Очевидно, они делали это каждый вторник, очевидно, новый телохранитель был всеобщим любимцем, очевидно, они думали, что Томас Корт приедет позже, а теперь экспедицию уже нельзя было отменить, иначе мальчик мог расстроиться. Очевидно, за тот месяц, что Джонатан не виделся с отцом, он успел помешаться на млекопитающих, птицах, рептилиях и насекомых – везде, куда ни глянь, лежали книги по зоологии. Корт смотрел на эти книги, равно как и на статью для «Нью-Йорк таймс» с довольно кислой миной. Ему было совершенно очевидно, что мать и прочие женщины, заправляющие в этом доме, портят ребенка.
– Наташа, ради Бога, – раздраженно обратился он к жене, – оставь мальчика в покое. Он собирается в Центральный парк, а не на Северный полюс.
Как он и предполагал, в ответ женщины лишь теснее сплотили ряды, за шушуканьем и сюсюканьем последовало страстное материнское объятие, Анжелика повернулась спиной к Томасу, Джонатана увели, дверь закрылась.

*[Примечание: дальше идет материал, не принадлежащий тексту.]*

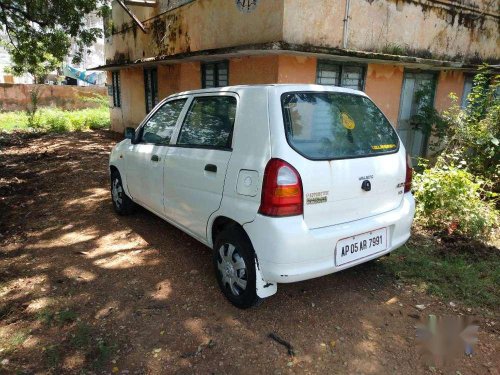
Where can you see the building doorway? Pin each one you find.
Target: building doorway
(418, 90)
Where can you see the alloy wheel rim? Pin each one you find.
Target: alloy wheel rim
(117, 192)
(232, 269)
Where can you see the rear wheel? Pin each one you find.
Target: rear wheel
(234, 264)
(122, 204)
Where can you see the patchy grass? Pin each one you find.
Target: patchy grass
(82, 337)
(57, 120)
(62, 317)
(52, 356)
(454, 269)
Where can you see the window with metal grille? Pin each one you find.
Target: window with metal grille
(151, 88)
(115, 83)
(215, 74)
(349, 76)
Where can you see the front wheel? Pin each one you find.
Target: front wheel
(234, 264)
(122, 204)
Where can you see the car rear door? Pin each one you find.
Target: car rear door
(145, 159)
(195, 168)
(347, 153)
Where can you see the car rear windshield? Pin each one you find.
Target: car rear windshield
(332, 125)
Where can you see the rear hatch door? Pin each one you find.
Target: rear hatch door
(349, 156)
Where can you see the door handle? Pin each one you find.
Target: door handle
(211, 168)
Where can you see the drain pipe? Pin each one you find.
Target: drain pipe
(346, 24)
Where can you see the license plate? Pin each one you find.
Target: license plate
(360, 246)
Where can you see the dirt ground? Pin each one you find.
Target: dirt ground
(85, 291)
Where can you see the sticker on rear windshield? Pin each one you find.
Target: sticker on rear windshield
(383, 147)
(347, 121)
(315, 198)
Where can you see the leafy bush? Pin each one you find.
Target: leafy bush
(57, 120)
(473, 133)
(451, 198)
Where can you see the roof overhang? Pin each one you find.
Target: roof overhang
(277, 48)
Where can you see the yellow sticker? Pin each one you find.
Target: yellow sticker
(383, 147)
(347, 121)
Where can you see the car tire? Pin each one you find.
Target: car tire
(234, 263)
(122, 204)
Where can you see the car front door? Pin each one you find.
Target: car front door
(147, 156)
(195, 168)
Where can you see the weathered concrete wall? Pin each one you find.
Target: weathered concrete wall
(448, 82)
(198, 25)
(424, 28)
(253, 70)
(133, 104)
(171, 79)
(297, 69)
(383, 84)
(16, 97)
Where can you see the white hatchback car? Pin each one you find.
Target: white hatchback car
(284, 182)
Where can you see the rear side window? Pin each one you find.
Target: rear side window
(209, 122)
(336, 126)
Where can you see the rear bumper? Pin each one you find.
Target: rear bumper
(288, 251)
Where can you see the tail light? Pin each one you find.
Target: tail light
(281, 190)
(409, 174)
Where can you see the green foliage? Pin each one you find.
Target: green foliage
(57, 120)
(52, 356)
(40, 32)
(471, 276)
(473, 133)
(449, 197)
(82, 336)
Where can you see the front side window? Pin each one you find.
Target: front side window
(215, 74)
(209, 122)
(349, 76)
(159, 128)
(151, 88)
(325, 126)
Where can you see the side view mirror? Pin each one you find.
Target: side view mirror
(129, 133)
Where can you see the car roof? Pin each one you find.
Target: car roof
(279, 87)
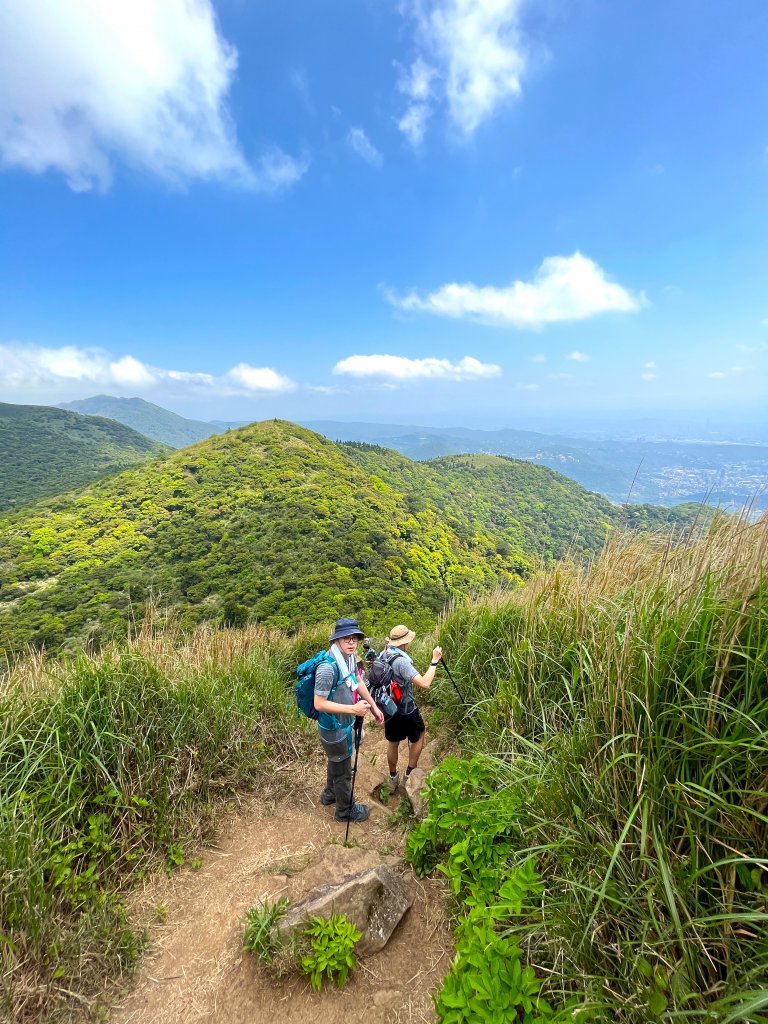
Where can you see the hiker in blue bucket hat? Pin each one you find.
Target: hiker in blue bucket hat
(341, 698)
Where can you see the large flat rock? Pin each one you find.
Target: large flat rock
(374, 900)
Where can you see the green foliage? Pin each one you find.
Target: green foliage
(627, 709)
(332, 956)
(250, 526)
(259, 934)
(46, 451)
(488, 982)
(467, 835)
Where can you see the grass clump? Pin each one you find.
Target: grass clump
(626, 709)
(323, 949)
(112, 766)
(259, 937)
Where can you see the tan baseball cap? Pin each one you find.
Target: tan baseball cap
(400, 635)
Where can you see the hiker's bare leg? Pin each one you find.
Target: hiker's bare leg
(414, 752)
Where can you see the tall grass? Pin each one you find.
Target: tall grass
(628, 706)
(110, 765)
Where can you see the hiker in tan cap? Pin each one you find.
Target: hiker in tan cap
(407, 723)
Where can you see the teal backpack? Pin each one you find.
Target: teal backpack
(304, 688)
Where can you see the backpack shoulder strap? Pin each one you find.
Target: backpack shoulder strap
(328, 658)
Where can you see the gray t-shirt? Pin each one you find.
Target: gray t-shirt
(334, 727)
(403, 671)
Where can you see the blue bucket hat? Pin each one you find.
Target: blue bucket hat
(346, 628)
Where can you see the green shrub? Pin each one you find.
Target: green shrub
(627, 709)
(332, 955)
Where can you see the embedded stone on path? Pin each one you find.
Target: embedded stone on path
(374, 898)
(414, 786)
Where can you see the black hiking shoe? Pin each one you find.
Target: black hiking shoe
(358, 812)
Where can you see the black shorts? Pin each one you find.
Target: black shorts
(401, 727)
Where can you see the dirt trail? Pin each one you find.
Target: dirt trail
(196, 972)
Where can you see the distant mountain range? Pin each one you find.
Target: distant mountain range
(153, 421)
(274, 523)
(45, 451)
(667, 472)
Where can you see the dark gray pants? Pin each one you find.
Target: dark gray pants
(339, 774)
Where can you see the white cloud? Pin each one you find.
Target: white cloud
(417, 84)
(131, 373)
(84, 83)
(33, 369)
(471, 56)
(564, 288)
(401, 369)
(258, 379)
(731, 372)
(361, 144)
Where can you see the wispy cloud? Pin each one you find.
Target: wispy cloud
(34, 369)
(85, 84)
(736, 371)
(398, 368)
(564, 288)
(471, 56)
(361, 144)
(417, 84)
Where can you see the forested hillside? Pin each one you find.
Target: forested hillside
(276, 524)
(492, 500)
(44, 451)
(151, 420)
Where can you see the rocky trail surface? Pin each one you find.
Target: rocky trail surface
(196, 971)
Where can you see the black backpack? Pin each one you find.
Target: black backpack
(382, 685)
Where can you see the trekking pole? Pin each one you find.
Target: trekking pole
(442, 663)
(357, 733)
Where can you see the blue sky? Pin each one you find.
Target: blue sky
(496, 212)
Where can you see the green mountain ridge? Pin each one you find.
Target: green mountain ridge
(45, 451)
(153, 421)
(276, 524)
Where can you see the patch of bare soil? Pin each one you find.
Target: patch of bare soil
(196, 971)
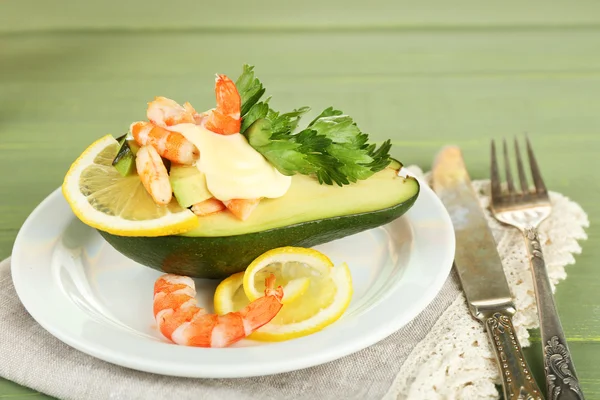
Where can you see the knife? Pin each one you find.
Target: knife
(481, 273)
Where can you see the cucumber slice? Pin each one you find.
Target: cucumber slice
(124, 161)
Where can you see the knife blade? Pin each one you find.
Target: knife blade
(476, 258)
(481, 273)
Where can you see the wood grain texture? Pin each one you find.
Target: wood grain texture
(425, 77)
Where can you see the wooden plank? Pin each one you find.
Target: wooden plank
(275, 15)
(59, 92)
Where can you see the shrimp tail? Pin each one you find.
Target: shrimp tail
(183, 322)
(270, 289)
(225, 119)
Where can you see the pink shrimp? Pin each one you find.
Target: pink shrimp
(165, 112)
(225, 119)
(183, 322)
(170, 145)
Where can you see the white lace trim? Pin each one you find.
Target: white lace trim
(455, 361)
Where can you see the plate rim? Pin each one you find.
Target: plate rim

Томас переключил внимание на телефон и с насмешливым удовлетворением отметил, что сейчас Колин Лассел говорит гораздо более уверенно, чем все последнее время. Игра, в которую сыграл с ним Корт, оказалась действенной. Корт собирался посмотреть, как поведет себя Лассел, если на него надавить, и если бы тот отступил, он, скорее всего, от него бы избавился. Но Лассел не отступал и в конце концов нашел дом, полностью отвечавший требованиям Корта, тот Уайльдфелл-Холл, который рисовало ему воображение, убежище изгнанницы, почти два года занимавшее его мысли, снившееся ему ночами.
Он думал, что когда-нибудь скажет Колину Ласселу, почему взял его на работу. Он принял это решение во время их первой встречи в Праге, когда Лассел так наивно рассказал историю о женщине в самолете, историю, показавшуюся Томасу трогательной и замечательно абсурдной.